Live crawfish will arrive in an insulated box with special gel ice packs that supply the refrigeration for shipping. Chances are these will be exhausted by the time you receive your crawfish. Therefore, you must refrigerate them (the crawfish) as soon as possible. If you don't have access to a refrigerator large enough to hold the shipment, you can use regular bagged ice and ice chests.

Simply open the box that they arrived in and remove the mesh bag of live crawfish. You can discard the gel packs but retain the burlap cloth that covers the mesh bag. Check to make sure they are alive. (They should be moving, unless they are really cold and then they might be in a sleepy state).

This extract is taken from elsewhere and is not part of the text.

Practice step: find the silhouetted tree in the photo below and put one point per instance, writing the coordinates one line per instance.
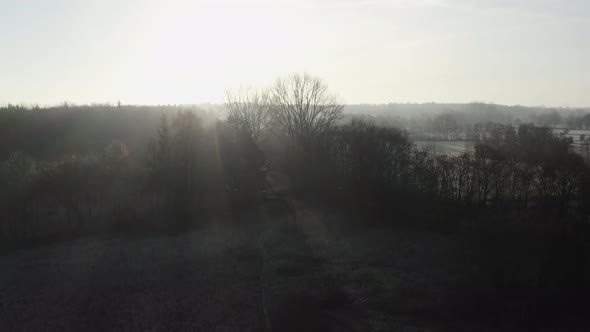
(304, 108)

Hose the crawfish sack down to ensure the crawfish are moist. Now place the mesh bag containing the crawfish into an ice chest. Cover them again with the burlap cloth. Open the drain plug and position the chest so excess water will drain. Outdoors in a cool place is preferable. Crawfish should not be stored in standing water. Punch some holes in the plastic ice bag. This will allow the melting ice to drip onto the crawfish. Place bagged ice on top of live crawfish. One 8# bag should be enough to hold small orders (10-15#) overnight. Use two bags for each 30# order.

If you do not have an ice chest you may use the shipping boxes they arrived in. Drain any excess water that may be in the bottom of box. Make some drain holes in the bottom corners of box so any other accumulating water can drain. Follow the same instructions for the ice as above.

This should allow you to store your live crawfish overnight. However we still recommend that you use crawfish the same day you receive when possible.

The Louisiana Crawfish Season

Remember that Louisiana Crawfish is a seasonal product, not a legal season, but one defined by Mother Nature. Crawfish generally become available as early as mid-November through as late as mid-August. The height of the season is March through June.